Pour résumer, il est à noter que le gouvernement malien pose le problème crucial de la défense de l’intégrité territoriale, dans une période où le pays est en danger permanent ; le gouvernement de Côte d’Ivoire, sur la base des accords de 2019 entre le Mali et l’ONU, parle de rotation ordinaire de troupes affectées à cette opération.
En examinant les décisions de l’ONU, qui portent le sceau de la France impérialiste, l’on note, comme dans les accords de défense entre la Côte d’Ivoire et la France, que les troupes de l’ONU n’ont aucun compte à rendre au pays hôte.
Les troupes sont libres de tout mouvement ; elles n’ont pas besoin d’autorisation pour entrer ou pour sortir du pays hôte, elles sont exemptes de tout contrôle douanier ou de police. Le pays ‘’bénéficiaire’’ de cette assistance militaire devient un protectorat de la puissance qui dirige cette armée, dans le cas d’espèce la France.
Aussi, les troupes onusiennes et leurs démembrements, peuvent fouler au pied la souveraineté de la nation demanderesse.
Le Mali a eu le malheur de se trouver depuis 2019 sous IBK dans ces accords de type colonial.
Les pays donateurs comme la Côte d’Ivoire bénéficient également de ces avantages de grands seigneurs et sont enclins à s’y cramponner surtout quand son président est le chef de file de la politique de mise sous l’éteignoir de toute velléité d’émancipation du peuple malien.
Mais depuis 2020, le Mali a changé et le Mali change tous les jours. Le chemin de la victoire pour l’obtention de la souveraineté est certes encore long, mais la détermination du peuple pour arriver à bon port est sans faille.
Le peuple malien, a pris sa destinée en main pour défendre sa souveraineté. Il est donc impossible de le piétiner sans qu’il ne réagisse.
Oui dans la situation actuelle d’attaques tout azimut contre le peuple malien, les contingents de la MINUSMA, une armée contestée et mise en demeure de partir, ne peuvent pas se comporter en terrain conquis. Toute troupe étrangère opérant pour le compte de la MINUSMA doit savoir que les choses sont en train de changer dans les rapports entre la force onusienne sous commandement de la France et les autorités maliennes.
La tâche centrale du peuple malien est de prendre toutes les dispositions pour empêcher les ennemis du Mali de le surprendre. C’est une attitude responsable et légitime.
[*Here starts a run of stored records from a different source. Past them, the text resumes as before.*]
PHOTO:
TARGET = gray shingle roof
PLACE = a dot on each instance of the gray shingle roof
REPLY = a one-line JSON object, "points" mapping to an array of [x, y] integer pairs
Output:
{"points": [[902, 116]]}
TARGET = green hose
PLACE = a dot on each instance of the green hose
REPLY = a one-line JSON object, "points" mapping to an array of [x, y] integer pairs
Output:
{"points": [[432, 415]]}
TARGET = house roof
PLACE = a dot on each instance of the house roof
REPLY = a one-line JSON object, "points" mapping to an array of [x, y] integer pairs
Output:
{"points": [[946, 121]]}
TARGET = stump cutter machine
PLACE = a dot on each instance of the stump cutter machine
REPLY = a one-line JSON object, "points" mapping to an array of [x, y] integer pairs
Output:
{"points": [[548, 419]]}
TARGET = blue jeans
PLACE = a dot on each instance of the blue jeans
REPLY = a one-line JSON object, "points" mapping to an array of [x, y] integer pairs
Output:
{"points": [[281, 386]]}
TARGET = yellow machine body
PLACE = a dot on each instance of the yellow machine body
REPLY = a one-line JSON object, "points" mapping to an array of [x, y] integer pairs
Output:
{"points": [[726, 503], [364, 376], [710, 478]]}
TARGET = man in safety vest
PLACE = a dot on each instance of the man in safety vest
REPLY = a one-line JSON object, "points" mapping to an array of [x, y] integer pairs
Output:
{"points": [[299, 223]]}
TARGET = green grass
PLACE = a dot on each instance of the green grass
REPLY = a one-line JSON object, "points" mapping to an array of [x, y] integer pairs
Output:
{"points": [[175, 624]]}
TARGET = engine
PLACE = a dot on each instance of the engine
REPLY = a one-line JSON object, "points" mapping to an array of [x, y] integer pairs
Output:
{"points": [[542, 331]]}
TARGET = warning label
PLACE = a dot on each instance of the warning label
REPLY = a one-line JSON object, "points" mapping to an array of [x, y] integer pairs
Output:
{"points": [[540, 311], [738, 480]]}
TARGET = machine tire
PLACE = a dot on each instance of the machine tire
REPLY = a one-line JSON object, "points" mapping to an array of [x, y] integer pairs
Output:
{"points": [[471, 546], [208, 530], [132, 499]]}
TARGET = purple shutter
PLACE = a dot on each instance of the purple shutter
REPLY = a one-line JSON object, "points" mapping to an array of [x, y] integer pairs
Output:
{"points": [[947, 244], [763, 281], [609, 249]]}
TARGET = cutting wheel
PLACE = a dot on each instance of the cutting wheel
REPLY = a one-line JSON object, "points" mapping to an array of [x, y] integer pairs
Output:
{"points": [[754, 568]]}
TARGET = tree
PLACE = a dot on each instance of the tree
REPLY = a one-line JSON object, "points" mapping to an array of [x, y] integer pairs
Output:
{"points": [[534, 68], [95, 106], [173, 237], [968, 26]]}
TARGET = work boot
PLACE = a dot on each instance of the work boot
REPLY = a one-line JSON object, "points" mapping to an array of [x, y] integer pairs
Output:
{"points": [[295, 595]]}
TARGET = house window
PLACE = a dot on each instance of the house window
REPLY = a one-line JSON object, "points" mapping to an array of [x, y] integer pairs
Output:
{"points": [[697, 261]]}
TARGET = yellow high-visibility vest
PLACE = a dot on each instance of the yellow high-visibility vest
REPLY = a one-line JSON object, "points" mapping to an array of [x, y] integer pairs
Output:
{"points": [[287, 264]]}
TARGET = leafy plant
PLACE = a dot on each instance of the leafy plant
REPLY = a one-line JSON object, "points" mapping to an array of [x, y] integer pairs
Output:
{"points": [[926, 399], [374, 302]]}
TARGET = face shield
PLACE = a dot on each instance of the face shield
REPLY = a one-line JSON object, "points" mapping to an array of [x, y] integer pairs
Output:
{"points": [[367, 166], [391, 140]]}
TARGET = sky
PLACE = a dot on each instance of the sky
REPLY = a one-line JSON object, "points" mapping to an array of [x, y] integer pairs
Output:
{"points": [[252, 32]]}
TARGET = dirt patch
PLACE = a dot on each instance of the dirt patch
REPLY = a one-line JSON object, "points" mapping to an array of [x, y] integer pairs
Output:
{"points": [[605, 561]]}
Le contingent ivoirien devait en conséquence demander expressément une autorisation au gouvernement malien, l’obtenir, avant d’embarquer pour ce pays.
Cette affaire préoccupe au plus haut point les peuples de Côte d’Ivoire et ceux du Mali, compte tenu des liens séculaires qui les unissent et au regard des actes de déstabilisation de toute la sous-région orchestrés par l’impérialisme français.
En effet, la Côte d’Ivoire héberge une forte communauté malienne de plus de plusieurs millions d’âmes, en harmonie avec leurs hôtes ivoiriens, depuis les premières heures de la colonisation.
Au Mali, avec la crise de 2002 à 2010, beaucoup d’ivoiriens s’y sont réfugiés ou y séjournent pour des activités économiques, pour des études etc.
Les échanges commerciaux entre les deux pays sont en augmentation constante et touchent les produits de première nécessité ; aussi une guerre entre ces deux pays n’est pas souhaitable pour les peuples. Mais, les hauts bourgeois et l’impérialisme international peuvent y trouver leurs intérêts.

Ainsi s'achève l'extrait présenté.